Mich besorgt das aktuelle Umfragehoch der AfD; dass ihre Positionen und ihre Provokationen hoffähig werden; dass politische Aufmerksamkeit in Deutschland auch außerhalb dieser Partei auf dem Rücken von Minderheiten - nicht nur Muslim*innen - generiert wird. Das sind Probleme, die mich beunruhigen. Wenn aber in Stockholm ein Koran-Exemplar verbrannt wird, zucke ich eher mit den Schultern.

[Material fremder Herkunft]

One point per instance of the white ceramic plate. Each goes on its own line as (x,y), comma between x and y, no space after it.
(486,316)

Koranverbrennung kann keine nützlichen Debatten anstoßen
Den Koran halten Muslim*innen für Gottes Wort. Ein Großteil seiner Botschaft wird je nach Zeit und Ort unterschiedlich interpretiert. Gottes Wort selbst jedoch wird für unantastbar gehalten. Deswegen kümmert es mich kaum, wenn jemand dieses Buch missachtet oder verunstaltet. Was verbrannt wird, ist das Papier, es sind geschriebene Seiten; nicht jedoch der Koran, auch nicht dessen Botschaft oder dessen heterogene Interpretationen weltweit. In einer Verbrennung eines Koran-Exemplars erkenne ich keine Aussage über den Koran und schon gar nicht über den Islam.
Vielmehr liegen darin erstens Aussagen über den Täter und dessen Unfähigkeit, seriöse Diskurse zu führen. Bücherverbrennungen standen historisch kaum für Fortschritt und Diskurs, sondern eher für Zensur und Intoleranz. Die Nazis verbrannten 1933 Bücher unter anderem von Heinrich Heine, der mal anmerkte, dass dort, wo Bücher verbrannt werden, am Ende auch Menschen brennen würden. Nützliche Debatten kann eine Koranverbrennung nicht anstoßen.

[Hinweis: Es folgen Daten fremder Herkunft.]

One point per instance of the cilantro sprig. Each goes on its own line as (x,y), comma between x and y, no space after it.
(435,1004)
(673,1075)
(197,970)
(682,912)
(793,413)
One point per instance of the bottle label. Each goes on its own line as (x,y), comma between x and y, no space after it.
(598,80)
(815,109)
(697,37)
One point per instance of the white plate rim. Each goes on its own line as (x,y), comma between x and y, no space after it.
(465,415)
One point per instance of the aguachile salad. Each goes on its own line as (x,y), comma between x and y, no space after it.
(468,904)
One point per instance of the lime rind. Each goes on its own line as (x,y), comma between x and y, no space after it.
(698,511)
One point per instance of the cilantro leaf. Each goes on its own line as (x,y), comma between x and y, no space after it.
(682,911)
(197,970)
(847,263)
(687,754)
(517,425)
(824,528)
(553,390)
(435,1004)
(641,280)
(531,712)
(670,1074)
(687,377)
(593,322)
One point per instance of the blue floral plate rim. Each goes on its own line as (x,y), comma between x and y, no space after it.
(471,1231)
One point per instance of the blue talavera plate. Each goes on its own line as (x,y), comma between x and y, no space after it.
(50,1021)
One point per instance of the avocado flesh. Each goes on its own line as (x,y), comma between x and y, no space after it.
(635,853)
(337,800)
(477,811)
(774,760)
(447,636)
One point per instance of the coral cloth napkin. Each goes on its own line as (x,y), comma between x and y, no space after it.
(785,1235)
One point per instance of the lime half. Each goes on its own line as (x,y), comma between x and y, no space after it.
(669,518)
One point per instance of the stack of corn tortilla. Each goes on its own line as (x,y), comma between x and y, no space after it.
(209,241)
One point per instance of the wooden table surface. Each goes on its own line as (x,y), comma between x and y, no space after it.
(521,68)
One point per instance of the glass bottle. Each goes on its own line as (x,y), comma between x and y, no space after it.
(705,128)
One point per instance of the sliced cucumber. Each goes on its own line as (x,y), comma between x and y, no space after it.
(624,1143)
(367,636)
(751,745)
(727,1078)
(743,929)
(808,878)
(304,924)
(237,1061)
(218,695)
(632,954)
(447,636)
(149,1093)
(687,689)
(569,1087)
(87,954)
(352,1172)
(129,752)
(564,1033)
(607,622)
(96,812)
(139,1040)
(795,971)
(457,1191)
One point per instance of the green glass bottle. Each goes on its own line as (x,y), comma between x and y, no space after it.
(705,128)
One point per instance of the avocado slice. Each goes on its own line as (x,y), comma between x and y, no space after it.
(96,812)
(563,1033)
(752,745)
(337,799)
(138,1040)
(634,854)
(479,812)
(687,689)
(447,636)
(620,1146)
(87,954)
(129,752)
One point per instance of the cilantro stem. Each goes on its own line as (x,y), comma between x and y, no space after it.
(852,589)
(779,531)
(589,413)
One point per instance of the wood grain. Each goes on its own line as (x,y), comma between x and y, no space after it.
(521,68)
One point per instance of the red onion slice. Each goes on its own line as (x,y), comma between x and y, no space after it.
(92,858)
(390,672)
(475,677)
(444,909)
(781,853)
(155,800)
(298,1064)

Koranverbrenner schädigt nicht den Glauben
Zweitens lassen sich Koranverbrennungen in einem antimuslimischen Klima in Europa verorten. Die teils empörten Reaktionen zeigen vor allem die Verletztheit auf, die viele europäische Muslim*innen mit sich tragen, die Gefühle der Erniedrigung, der Marginalisierung und der Herabwürdigung. Eine der Wurzeln der Empörung über die Koranverbrennungen ist, dass vielen Muslim*innen noch immer das Gefühl vermittelt wird, nicht dazuzugehören. Wenn die Feindseligkeit sich in öffentlichen Koranverbrennungen dann derart offensichtlich offenbart, entlädt sich die im täglichen Leben anstauende Enttäuschung. Diese drohende Spaltung ist ein Problem, das uns alle betrifft.

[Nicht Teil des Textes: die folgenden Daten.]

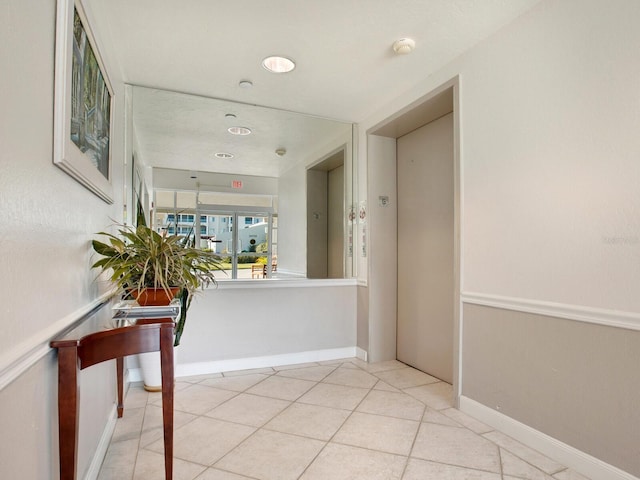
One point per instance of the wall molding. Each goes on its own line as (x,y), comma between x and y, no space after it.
(578,313)
(284,282)
(103,446)
(26,354)
(219,366)
(567,455)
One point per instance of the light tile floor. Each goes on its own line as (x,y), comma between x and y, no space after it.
(340,420)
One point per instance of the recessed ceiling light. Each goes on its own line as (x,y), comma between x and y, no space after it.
(239,130)
(404,46)
(277,64)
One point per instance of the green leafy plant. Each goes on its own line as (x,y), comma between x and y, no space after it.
(140,258)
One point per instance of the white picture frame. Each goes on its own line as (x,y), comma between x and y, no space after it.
(83,104)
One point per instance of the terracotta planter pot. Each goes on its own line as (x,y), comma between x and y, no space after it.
(154,296)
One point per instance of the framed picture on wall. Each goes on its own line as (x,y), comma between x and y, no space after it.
(83,103)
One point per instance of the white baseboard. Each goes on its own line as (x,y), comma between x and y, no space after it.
(103,446)
(567,455)
(218,366)
(361,354)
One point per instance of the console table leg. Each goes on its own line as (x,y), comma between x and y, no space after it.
(120,375)
(68,393)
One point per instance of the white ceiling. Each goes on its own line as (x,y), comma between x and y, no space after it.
(345,68)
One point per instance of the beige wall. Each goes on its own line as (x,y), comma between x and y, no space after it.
(574,381)
(550,204)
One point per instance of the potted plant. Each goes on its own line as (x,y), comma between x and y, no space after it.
(145,264)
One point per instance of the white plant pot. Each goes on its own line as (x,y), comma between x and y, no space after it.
(150,368)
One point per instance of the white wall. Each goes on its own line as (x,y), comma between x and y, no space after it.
(549,121)
(48,220)
(549,115)
(292,221)
(240,320)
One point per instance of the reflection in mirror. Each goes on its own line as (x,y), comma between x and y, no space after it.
(250,197)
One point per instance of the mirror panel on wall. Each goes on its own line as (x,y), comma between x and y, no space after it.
(203,169)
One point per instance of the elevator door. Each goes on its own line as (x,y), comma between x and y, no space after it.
(426,248)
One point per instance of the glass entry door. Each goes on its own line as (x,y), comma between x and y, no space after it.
(243,241)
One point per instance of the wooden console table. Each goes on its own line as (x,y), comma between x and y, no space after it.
(146,335)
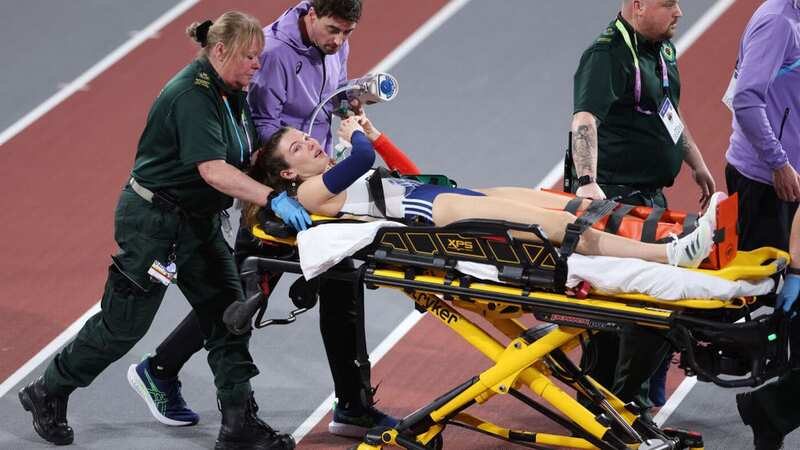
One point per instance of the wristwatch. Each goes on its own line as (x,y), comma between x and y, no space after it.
(586,179)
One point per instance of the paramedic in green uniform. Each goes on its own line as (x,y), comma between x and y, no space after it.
(628,143)
(198,137)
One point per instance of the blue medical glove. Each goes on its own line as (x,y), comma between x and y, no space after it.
(789,292)
(290,211)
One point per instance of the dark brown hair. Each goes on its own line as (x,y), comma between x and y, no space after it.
(267,170)
(348,10)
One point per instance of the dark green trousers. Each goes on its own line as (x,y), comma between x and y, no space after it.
(626,360)
(207,276)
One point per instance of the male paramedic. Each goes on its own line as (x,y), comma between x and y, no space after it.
(628,142)
(304,60)
(762,159)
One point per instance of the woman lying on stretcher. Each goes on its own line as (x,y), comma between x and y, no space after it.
(291,159)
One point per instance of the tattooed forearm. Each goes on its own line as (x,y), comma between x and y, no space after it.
(584,149)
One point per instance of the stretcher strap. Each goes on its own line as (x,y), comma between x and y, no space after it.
(572,235)
(375,184)
(650,225)
(573,205)
(615,220)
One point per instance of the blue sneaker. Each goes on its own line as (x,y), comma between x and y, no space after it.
(355,422)
(163,397)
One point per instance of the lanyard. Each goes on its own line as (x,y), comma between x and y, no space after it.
(236,128)
(637,86)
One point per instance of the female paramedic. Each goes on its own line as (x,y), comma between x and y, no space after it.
(197,138)
(291,160)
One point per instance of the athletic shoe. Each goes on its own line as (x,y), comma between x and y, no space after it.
(692,249)
(765,436)
(355,422)
(49,413)
(163,397)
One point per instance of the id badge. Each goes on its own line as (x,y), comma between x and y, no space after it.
(727,98)
(671,120)
(163,274)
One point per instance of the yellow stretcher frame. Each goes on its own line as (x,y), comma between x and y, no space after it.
(528,360)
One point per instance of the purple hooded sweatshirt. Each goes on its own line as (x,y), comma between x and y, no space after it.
(294,77)
(768,84)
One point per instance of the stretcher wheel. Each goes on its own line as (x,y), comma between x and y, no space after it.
(436,443)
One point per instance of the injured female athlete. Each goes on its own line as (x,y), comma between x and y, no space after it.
(293,161)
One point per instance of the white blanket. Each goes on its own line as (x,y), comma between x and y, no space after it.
(322,247)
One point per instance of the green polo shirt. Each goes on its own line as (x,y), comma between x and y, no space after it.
(189,123)
(633,148)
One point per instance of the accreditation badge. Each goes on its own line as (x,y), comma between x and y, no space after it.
(671,120)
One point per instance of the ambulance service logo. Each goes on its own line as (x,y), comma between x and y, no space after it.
(668,52)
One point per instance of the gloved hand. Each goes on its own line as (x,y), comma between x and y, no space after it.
(290,211)
(789,293)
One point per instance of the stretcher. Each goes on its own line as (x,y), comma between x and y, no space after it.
(718,339)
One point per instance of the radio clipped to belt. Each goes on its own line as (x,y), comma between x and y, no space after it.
(165,202)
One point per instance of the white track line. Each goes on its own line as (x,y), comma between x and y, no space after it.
(683,44)
(45,353)
(82,81)
(77,85)
(387,63)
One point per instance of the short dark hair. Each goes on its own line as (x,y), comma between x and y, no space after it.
(349,10)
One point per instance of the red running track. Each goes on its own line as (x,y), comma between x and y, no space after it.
(69,165)
(61,176)
(430,359)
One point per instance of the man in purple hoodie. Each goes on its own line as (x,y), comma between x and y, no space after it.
(764,153)
(763,159)
(304,61)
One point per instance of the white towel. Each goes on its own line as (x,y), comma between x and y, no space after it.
(323,246)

Drittens glaube ich an das religiöse Konzept der individuellen Verantwortung vor Gott. Muslim*innen glauben, dass Gott die Taten der Menschen letztlich in seiner Allgerechtigkeit individuell bewerten wird. Er braucht dafür keine Menschen, die Botschaften stürmen oder Flaggen anzünden. Anknüpfend an dieses Konzept sollen Muslim*innen ihm dienen, zu ihm beten, spenden, fasten, pilgern, gütig zu den Eltern, Nachbarn und Reisenden sein. Diesen wunderbaren Glauben schädigt kein spätpubertär wirkender Koranverbrenner. Es gibt Institutionen, die über die Geschehnisse urteilen und das ist gut so. Ich selbst hingegen brauche weder zu urteilen noch zu rächen.
Den Täter*innen die Aufmerksamkeit verwehren
Die wütenden Proteste haben einen jahrhundertealten europäischen Diskurs reaktiviert, der Muslim*innen die Unfähigkeit zuschreibt, Kritik und Diskussionen über die eigene religiöse Lehre zuzulassen. Dass Koranverbrennungen oder vergleichbare Aktionen an der Grenze der Meinungsfreiheit auf derart überzogene, respektlose und destruktive Weise auch in Zukunft vorkommen werden, daran habe ich keinen Zweifel, wenngleich die dänische Regierung inzwischen einen Gesetzentwurf vorgelegt hat, der öffentliche Koranverbrennungen verbietet. Ich wünsche mir bloß, den Täter*innen dann die Aufmerksamkeit zu verwehren, nach der sie so sehr gieren und stattdessen gemeinsam einen Gang runterzuschalten.